So why go to all the bother of getting someone to write a MIDI file when you could just play a recording of the song as an MP3, WAV or other format (called music ring tones, voice tones, mastertones, realtones, singtones or true tones).

1: Its only in the last few years that phones have been able to play back recordings. For a while MIDI was king.

2: Size matters (apparently). In terms of data, a MIDI file for 30 seconds of music is tiny compared to even the most compressed and therefore crappy audio recording. Its changed from the early days, but it used to cost a lot more to deliver true tones.

3: Royalties are funny things. There are different types of royalties payable to artists, and the kind paid from playing or selling copies of an actual recording are much more than those from making and selling MIDI representations of it. This, combined with the delivery charge means a recorded ringtone is going to cost the company you buy it from, and therefore you, more. This doesn't apply to truetones created by ringtone companies themselves, such as novelty noises.

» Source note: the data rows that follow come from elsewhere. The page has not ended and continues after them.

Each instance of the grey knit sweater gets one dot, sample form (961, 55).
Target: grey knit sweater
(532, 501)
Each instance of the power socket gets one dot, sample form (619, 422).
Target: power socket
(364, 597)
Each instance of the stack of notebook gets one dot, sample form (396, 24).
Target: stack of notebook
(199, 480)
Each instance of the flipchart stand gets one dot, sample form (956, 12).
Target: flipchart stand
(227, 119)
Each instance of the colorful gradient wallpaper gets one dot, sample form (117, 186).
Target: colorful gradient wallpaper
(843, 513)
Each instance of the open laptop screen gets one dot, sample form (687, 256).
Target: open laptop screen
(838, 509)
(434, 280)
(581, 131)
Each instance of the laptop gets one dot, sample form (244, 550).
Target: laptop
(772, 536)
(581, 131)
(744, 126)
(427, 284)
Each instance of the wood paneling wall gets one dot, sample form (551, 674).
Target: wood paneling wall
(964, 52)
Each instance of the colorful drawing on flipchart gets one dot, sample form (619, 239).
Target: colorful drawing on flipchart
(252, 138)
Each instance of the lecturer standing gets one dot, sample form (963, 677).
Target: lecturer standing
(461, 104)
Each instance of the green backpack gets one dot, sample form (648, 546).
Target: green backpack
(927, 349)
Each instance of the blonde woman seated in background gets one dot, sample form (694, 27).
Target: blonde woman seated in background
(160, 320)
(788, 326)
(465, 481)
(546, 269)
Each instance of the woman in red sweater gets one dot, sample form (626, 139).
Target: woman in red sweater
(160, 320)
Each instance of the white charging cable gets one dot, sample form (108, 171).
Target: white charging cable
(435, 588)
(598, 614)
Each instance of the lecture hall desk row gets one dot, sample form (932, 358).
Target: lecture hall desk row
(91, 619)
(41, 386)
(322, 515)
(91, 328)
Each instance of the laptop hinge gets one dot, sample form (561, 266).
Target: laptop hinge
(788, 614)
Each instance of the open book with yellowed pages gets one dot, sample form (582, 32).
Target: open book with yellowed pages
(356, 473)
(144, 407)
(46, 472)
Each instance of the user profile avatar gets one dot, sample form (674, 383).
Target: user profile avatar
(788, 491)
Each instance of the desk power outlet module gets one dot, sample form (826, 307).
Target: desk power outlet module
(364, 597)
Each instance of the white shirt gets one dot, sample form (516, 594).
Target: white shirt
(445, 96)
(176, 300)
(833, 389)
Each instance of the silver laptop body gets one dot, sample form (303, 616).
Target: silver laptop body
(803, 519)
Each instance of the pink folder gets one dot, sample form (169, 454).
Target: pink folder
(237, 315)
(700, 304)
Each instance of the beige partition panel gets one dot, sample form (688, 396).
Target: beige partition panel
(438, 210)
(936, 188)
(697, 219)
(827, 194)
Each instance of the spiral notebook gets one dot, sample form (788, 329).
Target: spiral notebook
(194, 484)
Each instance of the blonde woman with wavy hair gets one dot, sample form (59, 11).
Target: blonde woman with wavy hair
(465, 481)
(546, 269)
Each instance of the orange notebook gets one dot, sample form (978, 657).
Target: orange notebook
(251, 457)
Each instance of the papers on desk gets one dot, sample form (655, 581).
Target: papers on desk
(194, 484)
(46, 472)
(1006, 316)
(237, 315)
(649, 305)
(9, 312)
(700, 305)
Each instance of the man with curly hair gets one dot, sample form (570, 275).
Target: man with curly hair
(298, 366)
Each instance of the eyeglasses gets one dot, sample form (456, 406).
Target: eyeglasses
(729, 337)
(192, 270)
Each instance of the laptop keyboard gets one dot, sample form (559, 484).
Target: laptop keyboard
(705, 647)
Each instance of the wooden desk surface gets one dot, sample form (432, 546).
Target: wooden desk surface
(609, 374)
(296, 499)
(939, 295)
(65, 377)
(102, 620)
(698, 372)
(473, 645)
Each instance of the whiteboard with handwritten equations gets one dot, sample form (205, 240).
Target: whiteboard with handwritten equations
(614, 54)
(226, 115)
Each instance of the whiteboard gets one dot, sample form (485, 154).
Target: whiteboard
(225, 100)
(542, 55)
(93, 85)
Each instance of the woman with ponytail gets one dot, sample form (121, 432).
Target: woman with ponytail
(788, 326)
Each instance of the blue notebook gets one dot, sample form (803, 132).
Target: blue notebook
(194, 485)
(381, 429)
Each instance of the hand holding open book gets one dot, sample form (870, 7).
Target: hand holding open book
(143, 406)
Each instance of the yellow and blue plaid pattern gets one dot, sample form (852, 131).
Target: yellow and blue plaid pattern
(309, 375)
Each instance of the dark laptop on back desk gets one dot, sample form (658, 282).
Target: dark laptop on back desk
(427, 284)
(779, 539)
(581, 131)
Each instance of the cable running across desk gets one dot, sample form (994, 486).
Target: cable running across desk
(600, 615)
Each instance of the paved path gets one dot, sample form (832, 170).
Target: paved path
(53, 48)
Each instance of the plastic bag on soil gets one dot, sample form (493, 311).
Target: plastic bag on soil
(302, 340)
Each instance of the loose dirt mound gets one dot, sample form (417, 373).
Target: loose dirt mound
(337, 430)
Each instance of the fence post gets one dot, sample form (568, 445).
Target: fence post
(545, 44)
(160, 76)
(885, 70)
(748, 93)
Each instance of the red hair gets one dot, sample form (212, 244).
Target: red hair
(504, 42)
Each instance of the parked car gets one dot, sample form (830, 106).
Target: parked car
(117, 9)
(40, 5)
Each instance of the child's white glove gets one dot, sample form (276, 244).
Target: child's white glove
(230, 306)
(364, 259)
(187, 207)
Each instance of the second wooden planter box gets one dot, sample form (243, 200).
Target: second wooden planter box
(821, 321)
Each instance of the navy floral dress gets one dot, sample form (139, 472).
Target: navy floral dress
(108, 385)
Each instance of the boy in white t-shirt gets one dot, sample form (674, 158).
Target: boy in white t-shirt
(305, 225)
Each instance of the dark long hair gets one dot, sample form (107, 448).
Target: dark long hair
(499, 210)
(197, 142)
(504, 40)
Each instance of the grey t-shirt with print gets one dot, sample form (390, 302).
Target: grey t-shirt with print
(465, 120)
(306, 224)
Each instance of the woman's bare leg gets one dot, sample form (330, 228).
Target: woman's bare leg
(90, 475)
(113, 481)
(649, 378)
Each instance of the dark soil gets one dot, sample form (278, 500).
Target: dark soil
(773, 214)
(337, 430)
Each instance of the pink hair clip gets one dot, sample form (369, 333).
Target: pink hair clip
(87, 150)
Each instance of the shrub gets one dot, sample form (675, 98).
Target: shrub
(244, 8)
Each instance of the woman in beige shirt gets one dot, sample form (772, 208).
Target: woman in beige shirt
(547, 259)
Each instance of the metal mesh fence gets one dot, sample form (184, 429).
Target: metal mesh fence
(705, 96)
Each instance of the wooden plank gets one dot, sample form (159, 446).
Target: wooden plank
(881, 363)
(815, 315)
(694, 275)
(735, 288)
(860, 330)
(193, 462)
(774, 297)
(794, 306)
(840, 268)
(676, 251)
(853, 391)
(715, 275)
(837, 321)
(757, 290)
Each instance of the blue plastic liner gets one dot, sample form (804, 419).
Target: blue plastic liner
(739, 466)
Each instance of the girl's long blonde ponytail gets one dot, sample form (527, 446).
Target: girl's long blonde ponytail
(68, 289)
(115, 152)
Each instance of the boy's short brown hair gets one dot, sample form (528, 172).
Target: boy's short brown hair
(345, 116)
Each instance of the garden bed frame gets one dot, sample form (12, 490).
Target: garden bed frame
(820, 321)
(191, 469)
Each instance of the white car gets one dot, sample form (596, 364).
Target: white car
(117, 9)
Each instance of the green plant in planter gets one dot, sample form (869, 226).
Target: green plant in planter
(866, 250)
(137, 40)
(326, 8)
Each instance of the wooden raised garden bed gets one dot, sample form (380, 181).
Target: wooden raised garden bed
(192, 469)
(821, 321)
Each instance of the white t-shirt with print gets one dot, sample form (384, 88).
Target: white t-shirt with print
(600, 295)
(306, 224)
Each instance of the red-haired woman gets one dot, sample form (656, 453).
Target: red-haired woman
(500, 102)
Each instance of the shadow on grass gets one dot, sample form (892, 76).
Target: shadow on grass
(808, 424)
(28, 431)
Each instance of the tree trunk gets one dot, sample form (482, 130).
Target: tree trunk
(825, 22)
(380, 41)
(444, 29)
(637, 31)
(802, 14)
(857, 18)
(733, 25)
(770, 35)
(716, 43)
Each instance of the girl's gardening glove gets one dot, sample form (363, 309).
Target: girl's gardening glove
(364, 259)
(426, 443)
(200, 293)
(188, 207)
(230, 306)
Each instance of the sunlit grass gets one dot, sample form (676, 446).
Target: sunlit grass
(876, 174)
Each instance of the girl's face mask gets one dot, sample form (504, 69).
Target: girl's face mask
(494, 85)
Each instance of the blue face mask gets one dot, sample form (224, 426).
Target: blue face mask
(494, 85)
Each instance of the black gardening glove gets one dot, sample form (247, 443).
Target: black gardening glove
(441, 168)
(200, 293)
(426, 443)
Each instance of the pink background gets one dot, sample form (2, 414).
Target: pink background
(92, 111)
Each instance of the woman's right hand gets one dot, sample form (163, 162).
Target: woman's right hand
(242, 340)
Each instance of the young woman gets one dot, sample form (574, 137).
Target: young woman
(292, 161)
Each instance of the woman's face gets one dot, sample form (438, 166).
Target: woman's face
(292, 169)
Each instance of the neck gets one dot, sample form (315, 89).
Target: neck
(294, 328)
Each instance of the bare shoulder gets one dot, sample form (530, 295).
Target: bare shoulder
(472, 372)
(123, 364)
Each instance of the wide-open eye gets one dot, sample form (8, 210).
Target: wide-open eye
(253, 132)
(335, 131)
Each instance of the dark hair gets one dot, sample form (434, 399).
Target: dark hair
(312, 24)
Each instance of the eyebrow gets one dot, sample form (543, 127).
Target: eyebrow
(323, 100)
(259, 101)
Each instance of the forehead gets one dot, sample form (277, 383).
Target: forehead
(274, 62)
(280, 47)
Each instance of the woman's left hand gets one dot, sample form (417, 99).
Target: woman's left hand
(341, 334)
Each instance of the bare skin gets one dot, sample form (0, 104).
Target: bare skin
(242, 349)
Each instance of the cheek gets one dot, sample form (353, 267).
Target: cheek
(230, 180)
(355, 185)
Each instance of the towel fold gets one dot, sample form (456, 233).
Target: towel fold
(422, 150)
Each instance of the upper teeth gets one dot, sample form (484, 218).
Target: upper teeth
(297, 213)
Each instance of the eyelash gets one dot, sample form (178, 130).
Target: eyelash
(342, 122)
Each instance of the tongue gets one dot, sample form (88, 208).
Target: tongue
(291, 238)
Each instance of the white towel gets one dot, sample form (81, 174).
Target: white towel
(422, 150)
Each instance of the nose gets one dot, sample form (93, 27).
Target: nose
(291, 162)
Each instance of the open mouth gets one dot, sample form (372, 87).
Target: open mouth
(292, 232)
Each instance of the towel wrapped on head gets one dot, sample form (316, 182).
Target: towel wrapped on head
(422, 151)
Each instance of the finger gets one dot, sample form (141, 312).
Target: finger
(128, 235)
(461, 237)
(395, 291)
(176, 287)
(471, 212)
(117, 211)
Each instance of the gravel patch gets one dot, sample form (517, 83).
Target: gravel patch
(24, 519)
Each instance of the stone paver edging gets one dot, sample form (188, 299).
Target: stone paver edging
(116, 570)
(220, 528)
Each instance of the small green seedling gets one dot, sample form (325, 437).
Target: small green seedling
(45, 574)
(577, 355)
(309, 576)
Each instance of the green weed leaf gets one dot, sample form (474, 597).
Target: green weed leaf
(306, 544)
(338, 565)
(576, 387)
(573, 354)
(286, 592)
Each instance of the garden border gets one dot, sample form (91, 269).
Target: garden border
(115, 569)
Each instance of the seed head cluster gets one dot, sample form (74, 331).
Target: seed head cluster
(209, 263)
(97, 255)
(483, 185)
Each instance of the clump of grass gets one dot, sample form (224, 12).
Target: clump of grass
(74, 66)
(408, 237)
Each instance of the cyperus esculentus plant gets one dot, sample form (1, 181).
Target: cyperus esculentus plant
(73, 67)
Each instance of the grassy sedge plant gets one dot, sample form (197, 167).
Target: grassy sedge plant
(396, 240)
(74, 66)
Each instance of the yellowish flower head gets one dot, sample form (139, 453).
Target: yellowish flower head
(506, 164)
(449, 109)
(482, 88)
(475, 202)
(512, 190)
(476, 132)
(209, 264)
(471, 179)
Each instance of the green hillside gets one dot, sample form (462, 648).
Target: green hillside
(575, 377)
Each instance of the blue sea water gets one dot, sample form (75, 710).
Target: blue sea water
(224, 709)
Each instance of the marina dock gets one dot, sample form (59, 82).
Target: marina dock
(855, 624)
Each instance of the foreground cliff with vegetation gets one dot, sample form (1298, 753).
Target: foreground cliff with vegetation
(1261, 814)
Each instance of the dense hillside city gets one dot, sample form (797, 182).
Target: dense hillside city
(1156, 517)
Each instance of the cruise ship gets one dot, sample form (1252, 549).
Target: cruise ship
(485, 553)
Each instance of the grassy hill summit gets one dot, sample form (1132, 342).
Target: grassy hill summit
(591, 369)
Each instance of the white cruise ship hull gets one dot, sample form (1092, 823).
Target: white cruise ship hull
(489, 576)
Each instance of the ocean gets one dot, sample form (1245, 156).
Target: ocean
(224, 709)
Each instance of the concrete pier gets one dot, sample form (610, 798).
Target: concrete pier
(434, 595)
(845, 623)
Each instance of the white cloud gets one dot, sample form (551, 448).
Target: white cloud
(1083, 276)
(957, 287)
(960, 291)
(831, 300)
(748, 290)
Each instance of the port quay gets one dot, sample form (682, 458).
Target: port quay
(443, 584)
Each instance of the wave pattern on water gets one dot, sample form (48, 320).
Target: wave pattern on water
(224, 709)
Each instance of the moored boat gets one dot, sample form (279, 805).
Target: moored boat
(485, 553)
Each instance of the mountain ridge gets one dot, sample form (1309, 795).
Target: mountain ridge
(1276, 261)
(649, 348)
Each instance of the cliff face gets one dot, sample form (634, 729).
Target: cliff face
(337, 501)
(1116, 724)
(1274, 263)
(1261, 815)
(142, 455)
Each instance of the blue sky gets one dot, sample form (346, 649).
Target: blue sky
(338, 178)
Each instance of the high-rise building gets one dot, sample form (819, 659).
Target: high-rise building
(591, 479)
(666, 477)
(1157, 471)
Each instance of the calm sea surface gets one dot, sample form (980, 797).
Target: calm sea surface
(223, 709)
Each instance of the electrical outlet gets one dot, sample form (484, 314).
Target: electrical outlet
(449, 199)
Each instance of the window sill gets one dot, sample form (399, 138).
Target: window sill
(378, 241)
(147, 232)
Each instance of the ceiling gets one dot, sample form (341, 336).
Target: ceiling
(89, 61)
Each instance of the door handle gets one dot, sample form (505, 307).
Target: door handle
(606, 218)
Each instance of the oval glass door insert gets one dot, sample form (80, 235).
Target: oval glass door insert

The MIDI ringtone market is in decline, thats a fact. As more phones incorporate MP3 players which allow the user to play whatever they like as a ringtone, its going to decline more, but its still there and it still has its uses. New phones are still built with MIDI capability. MIDI in the field of professional music is still the de facto standard way of controlling one device from another and will be around for a long while yet.